Il existe sans doute
un endroit où aller
— une chambre au-dessus d’une station-service
à la sortie de Lisbonne
une baraque de pêcheur sur un îlot baltique
qui n’intéresse personne
un motel sur le bord de la route qui va
de Phoenix à Tucson
un jardin de sous-préfecture au bout
d’une petite rue piétonne —
un endroit où aller
au milieu de nulle part
et qu’il faudra pourtant trouver
avant qu’il ne soit trop tard.
Jérôme Leroy, « Un endroit où aller », Nager vers la Norvège, La Table ronde, p. 113.
Dans ces coins-là
on peut se passer des autres je t’assure
lui dit-elle yeux battus dans ce train régional
Je n’ai plus envie de parler à aucun d’eux
On pourrait si tu m’aimes descendre à la prochaine
gare On ne connaîtra absolument personne
On demandera dans un bistrot si quelqu’un loue
des chambres ou une maison Cela ne doit pas être
trop cher dans ces coins-là qui sont jolis pourtant
Quelques jours quelques semaines ou quelques mois
loin des autres
On lirait sur un banc bien exposé du square
il y a chaque fois un square dans ces coins-là
près du château ou bien derrière la mairie
avec une statue de gloire locale et le bruit
très lointain le soir du dernier train régional.

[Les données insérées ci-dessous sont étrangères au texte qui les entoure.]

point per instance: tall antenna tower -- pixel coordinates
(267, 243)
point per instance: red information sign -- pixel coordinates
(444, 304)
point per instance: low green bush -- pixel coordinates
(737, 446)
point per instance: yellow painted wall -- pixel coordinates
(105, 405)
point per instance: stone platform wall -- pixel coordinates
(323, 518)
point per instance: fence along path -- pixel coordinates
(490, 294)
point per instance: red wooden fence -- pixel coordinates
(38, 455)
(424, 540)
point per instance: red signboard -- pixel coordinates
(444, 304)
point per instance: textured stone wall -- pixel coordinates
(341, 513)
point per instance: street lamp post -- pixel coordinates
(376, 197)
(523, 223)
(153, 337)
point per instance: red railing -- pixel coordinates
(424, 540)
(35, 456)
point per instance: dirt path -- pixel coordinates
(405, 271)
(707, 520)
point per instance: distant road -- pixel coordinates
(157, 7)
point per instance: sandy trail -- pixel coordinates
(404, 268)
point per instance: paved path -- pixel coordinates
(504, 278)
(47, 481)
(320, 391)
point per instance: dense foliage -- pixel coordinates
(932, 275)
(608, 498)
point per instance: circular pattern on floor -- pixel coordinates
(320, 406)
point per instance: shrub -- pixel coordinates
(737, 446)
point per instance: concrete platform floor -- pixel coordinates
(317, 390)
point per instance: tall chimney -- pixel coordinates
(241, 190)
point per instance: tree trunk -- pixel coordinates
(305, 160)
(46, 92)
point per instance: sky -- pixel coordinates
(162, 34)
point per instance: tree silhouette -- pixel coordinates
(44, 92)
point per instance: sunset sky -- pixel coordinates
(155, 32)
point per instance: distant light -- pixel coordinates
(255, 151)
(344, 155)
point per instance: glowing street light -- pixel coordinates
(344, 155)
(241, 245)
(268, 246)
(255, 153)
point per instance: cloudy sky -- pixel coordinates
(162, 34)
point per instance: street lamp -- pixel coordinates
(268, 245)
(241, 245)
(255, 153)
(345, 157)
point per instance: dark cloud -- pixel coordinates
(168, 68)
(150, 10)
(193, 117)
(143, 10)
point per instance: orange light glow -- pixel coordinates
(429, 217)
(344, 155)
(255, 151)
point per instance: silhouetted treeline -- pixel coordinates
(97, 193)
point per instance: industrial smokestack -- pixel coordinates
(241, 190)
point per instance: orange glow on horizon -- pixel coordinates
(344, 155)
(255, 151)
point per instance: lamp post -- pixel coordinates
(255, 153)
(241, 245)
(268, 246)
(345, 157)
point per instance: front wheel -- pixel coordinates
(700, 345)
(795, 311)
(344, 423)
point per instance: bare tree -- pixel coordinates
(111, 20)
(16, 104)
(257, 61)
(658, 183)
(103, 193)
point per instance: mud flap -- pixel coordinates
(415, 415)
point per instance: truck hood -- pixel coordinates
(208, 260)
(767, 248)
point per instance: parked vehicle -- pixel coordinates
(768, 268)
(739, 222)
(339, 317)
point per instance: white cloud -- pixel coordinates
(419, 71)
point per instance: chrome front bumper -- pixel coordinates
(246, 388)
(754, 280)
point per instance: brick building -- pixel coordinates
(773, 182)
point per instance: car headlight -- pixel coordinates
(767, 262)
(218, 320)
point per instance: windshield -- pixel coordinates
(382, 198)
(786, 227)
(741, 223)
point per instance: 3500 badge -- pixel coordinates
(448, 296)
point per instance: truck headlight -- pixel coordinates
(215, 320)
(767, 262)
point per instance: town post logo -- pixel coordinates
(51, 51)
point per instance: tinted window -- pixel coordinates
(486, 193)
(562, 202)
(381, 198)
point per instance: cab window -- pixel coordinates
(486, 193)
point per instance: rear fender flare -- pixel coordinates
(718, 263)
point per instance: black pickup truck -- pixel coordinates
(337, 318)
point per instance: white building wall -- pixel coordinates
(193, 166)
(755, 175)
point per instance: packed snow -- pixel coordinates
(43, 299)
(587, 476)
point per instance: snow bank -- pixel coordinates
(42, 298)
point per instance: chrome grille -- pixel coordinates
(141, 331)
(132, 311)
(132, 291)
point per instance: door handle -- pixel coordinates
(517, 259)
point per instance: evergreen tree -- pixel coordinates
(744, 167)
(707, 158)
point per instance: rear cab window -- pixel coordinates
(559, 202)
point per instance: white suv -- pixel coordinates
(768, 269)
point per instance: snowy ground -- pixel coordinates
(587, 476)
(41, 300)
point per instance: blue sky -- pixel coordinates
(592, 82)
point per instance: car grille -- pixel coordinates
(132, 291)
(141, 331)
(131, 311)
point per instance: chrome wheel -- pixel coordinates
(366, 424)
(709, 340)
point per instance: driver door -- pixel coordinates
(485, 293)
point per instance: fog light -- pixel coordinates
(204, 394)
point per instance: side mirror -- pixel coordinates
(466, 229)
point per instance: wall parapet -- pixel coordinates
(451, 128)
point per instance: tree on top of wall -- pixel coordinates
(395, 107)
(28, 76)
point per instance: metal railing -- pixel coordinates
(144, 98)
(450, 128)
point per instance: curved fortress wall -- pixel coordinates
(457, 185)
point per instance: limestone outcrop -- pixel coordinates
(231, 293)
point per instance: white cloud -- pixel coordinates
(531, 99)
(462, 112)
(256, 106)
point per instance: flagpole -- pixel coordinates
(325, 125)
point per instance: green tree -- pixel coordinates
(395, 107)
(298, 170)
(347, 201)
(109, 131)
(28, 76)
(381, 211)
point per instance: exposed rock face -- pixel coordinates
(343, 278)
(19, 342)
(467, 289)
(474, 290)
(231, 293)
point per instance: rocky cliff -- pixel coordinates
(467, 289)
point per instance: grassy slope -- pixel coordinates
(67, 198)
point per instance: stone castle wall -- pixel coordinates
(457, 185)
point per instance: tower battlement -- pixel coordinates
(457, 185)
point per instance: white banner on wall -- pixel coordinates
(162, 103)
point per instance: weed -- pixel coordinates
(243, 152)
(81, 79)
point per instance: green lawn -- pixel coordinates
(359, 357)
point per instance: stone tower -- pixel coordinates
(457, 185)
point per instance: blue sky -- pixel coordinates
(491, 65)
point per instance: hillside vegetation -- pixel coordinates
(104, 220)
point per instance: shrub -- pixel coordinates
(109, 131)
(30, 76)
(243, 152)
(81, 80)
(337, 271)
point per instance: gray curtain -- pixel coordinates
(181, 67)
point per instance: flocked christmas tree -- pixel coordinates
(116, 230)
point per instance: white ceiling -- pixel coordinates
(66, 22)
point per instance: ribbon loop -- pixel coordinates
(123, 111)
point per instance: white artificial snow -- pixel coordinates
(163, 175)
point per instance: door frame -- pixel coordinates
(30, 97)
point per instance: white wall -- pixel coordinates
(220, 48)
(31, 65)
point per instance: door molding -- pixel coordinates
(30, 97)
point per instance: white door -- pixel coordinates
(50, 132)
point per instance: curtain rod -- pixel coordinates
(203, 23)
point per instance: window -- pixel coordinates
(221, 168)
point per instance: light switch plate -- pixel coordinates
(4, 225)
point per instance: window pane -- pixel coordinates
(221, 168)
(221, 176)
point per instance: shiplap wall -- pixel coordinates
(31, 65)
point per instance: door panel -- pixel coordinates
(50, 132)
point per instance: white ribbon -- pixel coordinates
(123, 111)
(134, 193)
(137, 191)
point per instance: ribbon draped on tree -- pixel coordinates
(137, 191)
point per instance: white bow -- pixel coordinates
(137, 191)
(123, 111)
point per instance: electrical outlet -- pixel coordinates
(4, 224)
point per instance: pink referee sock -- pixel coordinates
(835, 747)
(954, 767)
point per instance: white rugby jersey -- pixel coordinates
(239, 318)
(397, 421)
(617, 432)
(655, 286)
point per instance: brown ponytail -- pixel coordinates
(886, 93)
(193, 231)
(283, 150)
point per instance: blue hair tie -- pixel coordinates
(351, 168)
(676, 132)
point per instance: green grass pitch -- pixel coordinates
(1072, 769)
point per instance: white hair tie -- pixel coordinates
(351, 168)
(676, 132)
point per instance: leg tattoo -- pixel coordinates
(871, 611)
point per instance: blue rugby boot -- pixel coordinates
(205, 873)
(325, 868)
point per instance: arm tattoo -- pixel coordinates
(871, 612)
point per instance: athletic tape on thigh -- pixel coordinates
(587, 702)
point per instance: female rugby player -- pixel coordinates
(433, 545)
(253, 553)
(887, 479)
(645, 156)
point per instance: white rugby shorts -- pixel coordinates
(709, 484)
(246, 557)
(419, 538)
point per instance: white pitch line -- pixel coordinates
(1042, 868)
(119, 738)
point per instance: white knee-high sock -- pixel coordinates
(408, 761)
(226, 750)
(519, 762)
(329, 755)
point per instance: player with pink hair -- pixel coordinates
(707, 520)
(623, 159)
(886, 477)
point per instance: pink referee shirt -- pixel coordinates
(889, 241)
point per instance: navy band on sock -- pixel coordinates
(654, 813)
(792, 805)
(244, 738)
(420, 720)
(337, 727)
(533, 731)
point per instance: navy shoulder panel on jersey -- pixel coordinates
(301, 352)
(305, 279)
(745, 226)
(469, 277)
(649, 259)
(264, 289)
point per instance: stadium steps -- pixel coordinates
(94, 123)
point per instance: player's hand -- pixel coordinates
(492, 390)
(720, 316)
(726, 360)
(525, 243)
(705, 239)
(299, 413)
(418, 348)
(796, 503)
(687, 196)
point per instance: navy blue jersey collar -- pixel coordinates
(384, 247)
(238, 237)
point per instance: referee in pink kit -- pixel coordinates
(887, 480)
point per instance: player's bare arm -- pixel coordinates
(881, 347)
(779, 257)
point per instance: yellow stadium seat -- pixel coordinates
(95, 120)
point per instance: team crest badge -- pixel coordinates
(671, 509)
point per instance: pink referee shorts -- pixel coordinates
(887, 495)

Jérôme Leroy, « Loin des autres », Nager vers la Norvège, La Table ronde, p. 17.
Il pleut sur Lucques
l’année qui commence ne lui dit rien
On fait les bagages
Il pleut sur Lucques
On ne voit plus les arbres au sommet
de la tour Guinigi
La via del Fosso est un couloir de brume
Les statues du palais Pfanner
ont mauvaise mine
On fait les bagages
Les Filles du feu une biographie de Sternberg
des poèmes de Frénaud
un roman de Daniel Fano
Il pleut sur Lucques
l’année qui commence ne lui dit rien
On fait les bagages
et il se demande quand
vont enfin se décider
à arriver les renforts.
Jérôme Leroy, « Quitter Lucques », Nager vers la Norvège, La Table ronde, p. 127.
Cette petite ville sera parfaite
Il se sent sur le point de s’effacer
La tristesse le gomme
comme une élève soigneuse
Ce n’est pas désagréable
Il faut juste passer par les gorges serrées
de la mélancolie
Cette petite ville sera parfaite
Il repense au titre
de ce film de soixante-treize
Vanishing Point
C’est ça l’idée exacte
intraduisible évidemment
Cette petite ville sera parfaite
pour ça
Il verra bien
L’averse
sur le toit de l’Hôtel de France
ne s’arrête plus depuis des jours
La ville s’évanouit
Faire comme elle oui faire comme elle
Vanishing Point
Vanishing Point
et échapper
enfin
à ce tueur qui le suit depuis l’enfance.
Jérôme Leroy, « Petite ville sous la pluie », Nager vers la Norvège, La Table ronde, pp. 128-129.